Sometimes I think programmers don’t speak human, but I guess the truth is there is such a huge divide between the code and the human interface and stuff just falls through the crack. I wish they’d listen more, though.
Like, CTRL+7 for “pick”? Really? Who came up with that? I want one hand on the arrow keys and one hand on the pick/unpick buttons. I’ve got photos to get through!
That we’re still asking for basic things like this for PL (years down the track) makes me wonder if there’s anyone actually listening. The only reason I’m here is because dxo have the best camera and lens support, otherwise I’d be quite happy using Exposure X7. The customisability of that program is exemplary. C for crop (and being able to set a default aspect ratio). 1,2,3,4 etc for start ratings, logical.
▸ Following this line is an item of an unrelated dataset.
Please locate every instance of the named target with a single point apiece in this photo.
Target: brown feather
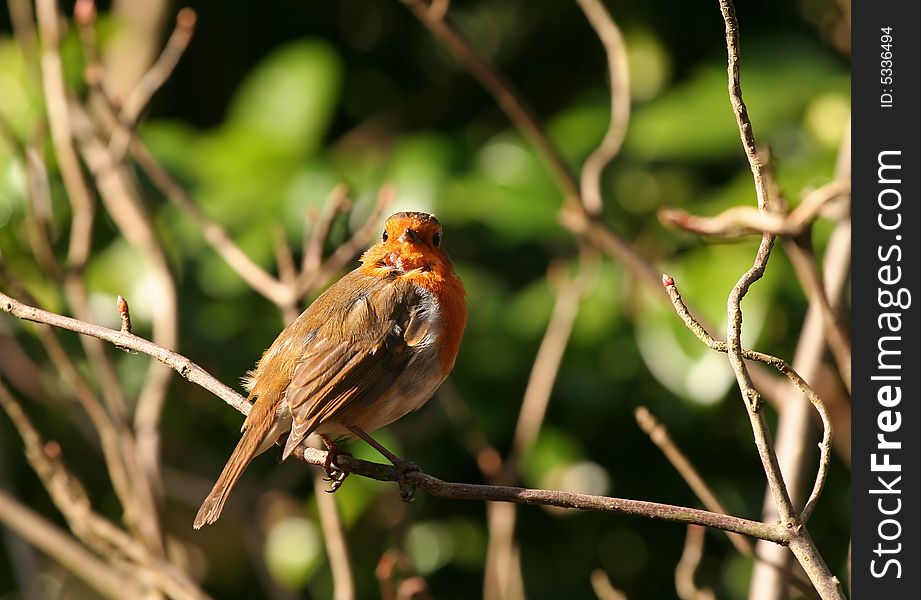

Using anything else can be maddening.
DxO team is good at sampling cameras and lens and creating AI denoising algorythm, period.
they are bad at developing software (architecture, interface, efficiency in use of hardware, extremely slow evolution, etc), bad at creating a software on a par with what is available everywhere, even on very very small softwares.
Yes, lot of things that have been basic for almost 15, 20 years don’t exist in photolab (not specically in photography software world, but in software development in general too).
I think they hear, but have no way to do better. They seem to be stuck in an old architecture without the means to break out of it. So they focus on what they know how to do, mainly sampling cameras and lenses.